Des dermatologues, écrit Xavier Bertrand dans sa lettre au président de l'Inca, «m'ont alerté sur l'incidence que pourrait avoir l'organisation du parcours de soins sur le dépistage des mélanomes»: une petite phrase qui a fait bondir nombre de généralistes, mais sans doute moins que celle qui affirme que les dermatologues ont «indiqué au ministre que la capacité des médecins généralistes à détecter des mélanomes est insuffisante». C'est, bien sûr, cette mise en cause de leur compétence qui indigne les généralistes et les incite à dénoncer «les calomnies et les accusations».
Du côté des spécialistes concernés, on cherche à minimiser l'affaire. « Nous travaillons en bonne intelligence avec les généralistes, explique le Dr Gérard Rousselet, dermatologue exerçant dans le Val-de-Marne et président du Syndicat national des dermato-vénéréologues. Mais il est vrai que les pouvoirs publics s'inquiètent de ce problème de dépistage et ne veulent surtout pas être accusés de négliger l'importance des mélanomes.» Le gouvernement craint, dit-il, «que le parcours de soins soit accusé un jour d'être responsable d'un accroissement des cancers de la peau».
Le principe de précaution.
La mission confiée au président de l'Inca participerait donc au respect du principe de précaution.
«Le dépistage est primordial, poursuit le Dr Rousselet. Quelquefois, le mélanome tue en six mois.»
Mais le président du syndicat des dermatologues regrette surtout que «les généralistes en Europe de l'Ouest, et notamment en France, ne bénéficient pas d'une formation très poussée en dermatologie, contrairement à ce qui passe dans d'autres pays, notamment en Australie». Mais il est vrai que dans cette contrée le dépistage du mélanome est une cause nationale.

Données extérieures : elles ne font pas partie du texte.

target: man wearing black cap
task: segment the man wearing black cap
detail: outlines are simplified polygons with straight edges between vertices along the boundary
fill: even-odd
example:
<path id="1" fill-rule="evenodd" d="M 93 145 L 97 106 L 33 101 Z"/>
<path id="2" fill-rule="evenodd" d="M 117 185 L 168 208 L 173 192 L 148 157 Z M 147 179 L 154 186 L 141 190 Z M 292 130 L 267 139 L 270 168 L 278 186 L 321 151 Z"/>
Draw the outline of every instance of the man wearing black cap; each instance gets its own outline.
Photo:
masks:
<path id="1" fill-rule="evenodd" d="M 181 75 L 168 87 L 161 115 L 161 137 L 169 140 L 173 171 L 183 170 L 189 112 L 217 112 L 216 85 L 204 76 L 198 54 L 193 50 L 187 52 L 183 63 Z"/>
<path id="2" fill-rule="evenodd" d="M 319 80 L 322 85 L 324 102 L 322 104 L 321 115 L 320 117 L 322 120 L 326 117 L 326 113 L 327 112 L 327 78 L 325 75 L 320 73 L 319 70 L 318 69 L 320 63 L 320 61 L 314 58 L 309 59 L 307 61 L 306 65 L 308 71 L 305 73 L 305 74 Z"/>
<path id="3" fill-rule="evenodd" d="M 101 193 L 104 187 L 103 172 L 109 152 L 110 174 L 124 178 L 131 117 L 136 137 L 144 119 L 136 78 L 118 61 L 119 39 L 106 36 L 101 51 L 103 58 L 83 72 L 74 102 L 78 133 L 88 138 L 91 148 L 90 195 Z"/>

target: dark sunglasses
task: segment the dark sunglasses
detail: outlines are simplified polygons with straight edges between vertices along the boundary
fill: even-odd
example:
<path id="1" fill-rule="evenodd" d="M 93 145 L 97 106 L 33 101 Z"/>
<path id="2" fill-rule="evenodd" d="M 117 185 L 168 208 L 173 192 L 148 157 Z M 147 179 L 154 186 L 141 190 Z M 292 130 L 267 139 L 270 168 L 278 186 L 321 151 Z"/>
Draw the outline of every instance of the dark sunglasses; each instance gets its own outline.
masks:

Pour le Dr Michel Combier, président de l'Union nationale des omnipraticiens français, qui regroupe les généralistes de la Csmf, «les généralistes font convenablement leur métier et participent largement au dépistage des mélanomes».
Les patients, pour-suit-il, viennent rarement pour cette raison. «Leur plainte est ailleurs, mais c'est en les examinant que nous découvrons une lésion cutanée suspecte et que nous les envoyons consulter rapidement un dermatologue ou que nous prenons contact avec lui.»
«Combien de fois en auscultant un patient, en posant mon stéthoscope sur ses poumons, ajoute le Dr Combier, ai-je ainsi découvert dans son dos, à un endroit où lui-même ne pouvait rien voir, un bouton suspect. Au cours du dernier trimestre, cela m'est arrivé cinq fois. Il ne s'agissait évidemment pas chaque fois d'un mélanome. N'empêche que j'ai pris toutes les précautions indispensables.»